Ó Santíssima Virgem Maria, que em vossa última aparição vos destes a conhecer como Rainha do santíssimo Rosário e em todas as aparições recomendastes a récita dessa devoção como remédio mais seguro e eficaz para todos os males e calamidades que nos afligem, tanto de alma quanto de corpo, tanto públicas quanto privadas: colocai em nossas almas uma profunda estima pelos mistérios de nossa Redenção, que se comemoram na récita do Rosário, para assim vivermos sempre de seus frutos. Concedei-nos a graça de sermos sempre fiéis à prática de rezá-lo diariamente, para vos honrarmos a vós, acompanhando vossas alegrias, dores e glórias, e assim merecermos vossa maternal proteção e assistência em todos os momentos da vida, mais especialmente na hora da morte.

Reza-se uma dezena de Ave-Marias em saudação a Nossa Senhora de Fátima e a oração final abaixo.

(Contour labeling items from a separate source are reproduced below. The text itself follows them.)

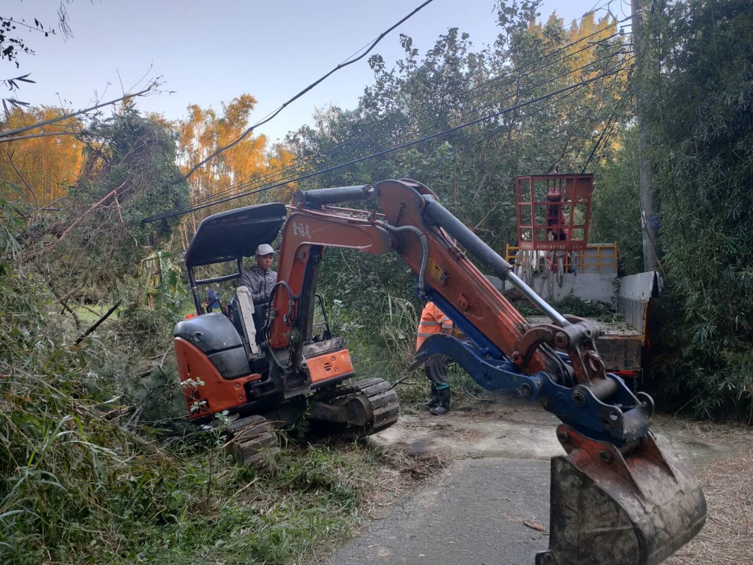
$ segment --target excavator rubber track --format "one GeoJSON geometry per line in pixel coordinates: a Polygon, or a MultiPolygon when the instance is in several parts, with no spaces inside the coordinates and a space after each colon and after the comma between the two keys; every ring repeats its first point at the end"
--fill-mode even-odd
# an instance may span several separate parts
{"type": "Polygon", "coordinates": [[[328,437],[358,438],[378,433],[398,421],[400,405],[392,385],[378,377],[364,379],[322,391],[319,400],[333,405],[344,405],[358,399],[367,407],[367,421],[361,425],[334,423],[313,424],[318,434],[328,437]]]}
{"type": "Polygon", "coordinates": [[[371,435],[381,432],[398,421],[400,405],[398,394],[392,385],[384,379],[372,378],[356,381],[351,386],[366,395],[373,411],[373,422],[363,429],[363,435],[371,435]]]}
{"type": "Polygon", "coordinates": [[[263,416],[238,418],[230,425],[230,452],[239,463],[268,466],[279,453],[279,439],[272,423],[263,416]]]}

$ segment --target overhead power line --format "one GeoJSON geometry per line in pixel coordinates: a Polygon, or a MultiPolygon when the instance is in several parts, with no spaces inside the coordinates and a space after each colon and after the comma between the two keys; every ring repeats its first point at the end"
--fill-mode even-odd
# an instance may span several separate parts
{"type": "MultiPolygon", "coordinates": [[[[621,50],[617,50],[617,51],[614,51],[614,52],[613,52],[613,53],[610,53],[610,54],[608,54],[607,56],[605,56],[603,57],[601,57],[600,59],[598,59],[598,60],[596,60],[595,61],[589,62],[589,63],[586,63],[585,65],[581,66],[581,67],[578,67],[578,68],[574,69],[571,69],[571,70],[568,70],[566,72],[561,73],[560,75],[558,75],[557,76],[548,78],[548,79],[547,79],[545,81],[541,81],[540,83],[538,83],[537,84],[535,84],[535,85],[533,85],[532,87],[529,87],[529,88],[526,88],[524,90],[516,92],[515,93],[511,94],[510,96],[505,96],[505,97],[501,98],[501,99],[498,99],[494,100],[494,101],[492,101],[491,102],[488,102],[488,103],[486,103],[486,104],[485,104],[485,105],[483,105],[482,106],[471,108],[471,110],[468,110],[468,111],[467,111],[465,112],[463,112],[462,114],[460,114],[458,116],[454,117],[454,119],[462,118],[465,118],[465,117],[468,116],[470,115],[480,112],[481,110],[485,109],[486,108],[489,108],[489,107],[491,107],[491,106],[495,106],[495,105],[498,105],[498,104],[499,104],[499,103],[501,103],[502,102],[505,102],[505,100],[508,100],[508,99],[512,99],[512,98],[520,97],[520,96],[524,95],[526,93],[531,92],[532,90],[535,90],[535,89],[539,88],[540,87],[541,87],[541,86],[543,86],[544,84],[547,84],[550,83],[550,82],[553,82],[553,81],[556,81],[556,80],[558,80],[559,78],[564,78],[566,76],[568,76],[568,75],[572,75],[573,73],[578,72],[579,71],[582,71],[582,70],[584,70],[584,69],[588,69],[590,67],[593,67],[593,66],[596,66],[597,63],[601,63],[602,61],[605,61],[605,61],[609,61],[613,56],[614,56],[614,55],[619,54],[620,53],[623,53],[623,51],[622,51],[621,50]]],[[[525,75],[528,75],[529,74],[531,74],[531,72],[526,73],[525,75]]],[[[515,79],[514,79],[514,81],[514,81],[514,80],[518,80],[518,78],[516,78],[515,79]]],[[[509,83],[506,83],[506,84],[509,84],[509,83]]],[[[415,121],[415,122],[417,122],[417,121],[418,121],[418,120],[415,121]]],[[[411,135],[420,135],[422,133],[428,131],[429,130],[431,130],[432,128],[433,128],[432,125],[429,125],[429,126],[425,127],[422,128],[421,130],[419,130],[417,132],[415,132],[415,133],[409,133],[408,135],[406,135],[406,136],[403,136],[401,138],[398,139],[398,141],[399,142],[399,141],[401,139],[405,139],[405,138],[407,138],[407,137],[408,137],[409,136],[411,136],[411,135]]],[[[380,138],[380,136],[380,136],[379,134],[377,134],[377,135],[374,136],[373,137],[370,138],[370,139],[367,139],[366,141],[367,142],[373,141],[373,139],[380,138]]],[[[362,148],[361,151],[366,150],[366,149],[372,149],[372,148],[375,148],[373,146],[368,146],[367,145],[365,148],[362,148]]],[[[340,160],[340,162],[343,162],[345,160],[349,160],[353,156],[354,153],[357,153],[357,152],[358,152],[357,151],[354,151],[353,153],[351,153],[351,154],[346,155],[344,157],[340,157],[339,159],[331,159],[330,160],[330,163],[332,163],[334,162],[337,162],[337,160],[340,160]]],[[[282,173],[282,176],[281,178],[278,178],[278,179],[275,179],[274,181],[273,181],[273,182],[279,182],[281,181],[288,180],[288,179],[294,179],[296,177],[295,176],[291,176],[290,175],[291,174],[291,172],[295,171],[296,170],[300,170],[300,167],[294,165],[294,166],[291,166],[289,167],[286,167],[285,169],[282,170],[282,171],[276,172],[276,175],[279,175],[280,173],[282,173]],[[288,176],[285,176],[285,175],[288,175],[288,176]]],[[[239,190],[241,190],[241,189],[242,189],[244,188],[254,188],[261,187],[261,186],[263,186],[264,184],[265,183],[264,183],[264,179],[255,179],[253,181],[248,181],[248,182],[242,182],[242,183],[239,183],[239,184],[236,185],[234,186],[230,187],[229,188],[227,188],[227,189],[224,189],[224,190],[221,191],[219,192],[215,193],[214,194],[210,194],[210,195],[207,195],[206,197],[203,197],[202,198],[195,199],[192,203],[191,203],[191,204],[187,205],[187,206],[179,206],[178,208],[176,208],[176,209],[174,209],[169,211],[169,213],[175,213],[175,212],[178,212],[180,210],[184,210],[184,211],[187,212],[187,211],[191,211],[191,210],[193,210],[193,209],[199,209],[200,208],[207,207],[207,206],[203,206],[203,205],[204,204],[213,205],[215,203],[219,203],[221,201],[223,201],[221,199],[226,194],[231,194],[233,192],[237,192],[238,191],[239,191],[239,190]]],[[[248,194],[248,193],[244,193],[244,194],[248,194]]]]}
{"type": "Polygon", "coordinates": [[[492,118],[497,118],[498,116],[501,116],[501,115],[502,115],[504,114],[507,114],[508,112],[512,111],[513,110],[516,110],[516,109],[518,109],[520,108],[524,108],[526,106],[530,105],[531,104],[533,104],[535,102],[539,102],[541,100],[544,100],[544,99],[546,99],[547,98],[551,98],[553,96],[556,96],[558,94],[561,94],[561,93],[567,92],[569,90],[572,90],[574,88],[577,88],[577,87],[581,87],[581,86],[585,86],[585,85],[589,84],[590,84],[590,83],[592,83],[592,82],[593,82],[595,81],[598,81],[599,78],[604,78],[605,76],[608,76],[610,75],[614,75],[614,74],[615,74],[615,72],[617,72],[618,70],[619,70],[618,69],[611,69],[611,70],[608,71],[608,72],[606,72],[605,73],[602,73],[602,75],[597,75],[596,77],[593,77],[592,78],[589,78],[589,79],[585,80],[585,81],[581,81],[580,82],[575,83],[574,84],[571,84],[571,85],[569,85],[568,87],[565,87],[564,88],[560,88],[560,89],[559,89],[557,90],[555,90],[553,92],[550,92],[550,93],[549,93],[547,94],[544,94],[544,95],[543,95],[541,96],[538,96],[538,98],[534,98],[534,99],[532,99],[531,100],[526,100],[526,102],[520,102],[520,104],[516,104],[515,105],[511,106],[509,108],[504,108],[502,110],[499,110],[498,111],[493,112],[492,114],[489,114],[489,115],[483,116],[482,118],[477,118],[476,120],[472,120],[472,121],[471,121],[469,122],[467,122],[465,124],[460,124],[459,126],[455,126],[454,127],[450,127],[450,128],[449,128],[447,130],[444,130],[444,131],[437,132],[437,133],[433,133],[431,136],[426,136],[425,137],[422,137],[422,138],[421,138],[419,139],[416,139],[416,140],[413,140],[413,141],[411,141],[411,142],[408,142],[407,143],[403,143],[403,144],[401,144],[400,145],[398,145],[396,147],[390,148],[389,149],[385,149],[383,151],[378,151],[376,153],[373,153],[373,154],[370,154],[370,155],[366,155],[364,157],[359,157],[358,159],[354,159],[354,160],[350,160],[350,161],[349,161],[347,163],[341,163],[341,164],[339,164],[339,165],[335,165],[334,166],[327,167],[327,168],[322,169],[321,170],[314,171],[312,173],[309,173],[308,174],[299,176],[297,179],[291,179],[291,180],[284,181],[282,182],[274,183],[274,184],[270,185],[268,186],[265,186],[264,188],[256,189],[255,191],[249,191],[243,192],[243,193],[241,193],[241,194],[236,194],[234,196],[227,197],[226,198],[221,199],[221,200],[218,200],[216,202],[212,203],[203,204],[203,205],[199,206],[194,206],[193,209],[191,209],[190,210],[184,211],[184,211],[181,211],[181,212],[167,212],[167,213],[163,213],[163,214],[161,214],[161,215],[157,215],[151,216],[151,217],[147,218],[146,219],[145,219],[143,221],[144,222],[150,222],[150,221],[154,221],[159,220],[159,219],[163,219],[163,218],[172,218],[172,217],[175,216],[175,215],[182,215],[183,214],[187,213],[188,212],[195,212],[196,210],[202,209],[203,208],[207,208],[207,207],[209,207],[210,206],[214,206],[214,205],[220,204],[220,203],[224,203],[224,202],[229,202],[230,200],[237,200],[238,198],[241,198],[241,197],[242,197],[244,196],[248,196],[250,194],[258,194],[259,192],[263,192],[264,191],[271,190],[272,188],[277,188],[279,186],[282,186],[284,185],[288,185],[288,184],[290,184],[291,182],[297,182],[297,181],[304,180],[305,179],[309,179],[309,178],[311,178],[312,176],[316,176],[316,175],[320,175],[320,174],[322,174],[324,173],[328,173],[330,171],[337,170],[338,169],[342,169],[343,167],[348,166],[349,165],[353,165],[353,164],[355,164],[357,163],[361,163],[361,162],[365,161],[365,160],[367,160],[368,159],[373,159],[373,158],[376,157],[380,157],[382,155],[387,154],[389,153],[392,153],[393,151],[399,151],[401,149],[405,149],[405,148],[407,148],[409,147],[412,147],[413,145],[415,145],[416,144],[422,143],[424,142],[429,141],[430,139],[435,139],[437,137],[440,137],[441,136],[447,135],[448,133],[451,133],[452,132],[457,131],[459,130],[462,130],[463,128],[475,125],[476,124],[480,124],[481,122],[486,121],[488,120],[491,120],[492,118]]]}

9.º dia — Imaculado Coração de Maria

Ó Santíssima Virgem Maria, nossa Mãe dulcíssima, que escolhestes os pastorinhos de Fátima para mostrar ao mundo as ternuras de vosso Coração misericordioso e lhes propusestes a devoção a ele como o meio pelo qual Deus quer dar a paz ao mundo, como o caminho para levar as almas a Ele e como penhor supremo de salvação: fazei, ó Coração da mais terna das mães, que possamos compreender vossa mensagem de amor e misericórdia, que a abracemos com filial adesão e que a pratiquemos sempre com fervor. Assim seja vosso Coração nosso refúgio, nossa esperança e o caminho que nos conduz ao amor e à união com vosso filho Jesus. 

Reza-se uma dezena de Ave-Marias em saudação a Nossa Senhora de Fátima e a oração final abaixo.

Oração final. — Ó Deus, cujo Filho unigênito, por sua vida, morte e ressurreição, nos mereceu as recompensas da salvação eterna: concedei-nos, nós vos pedimos, que, recordando pelo santíssimo Rosário estes mistérios da bem-aventurada Virgem Maria, imitemos o que encerram e obtenhamos o que prometem. Pelo mesmo Jesus Cristo, Senhor nosso. Amém.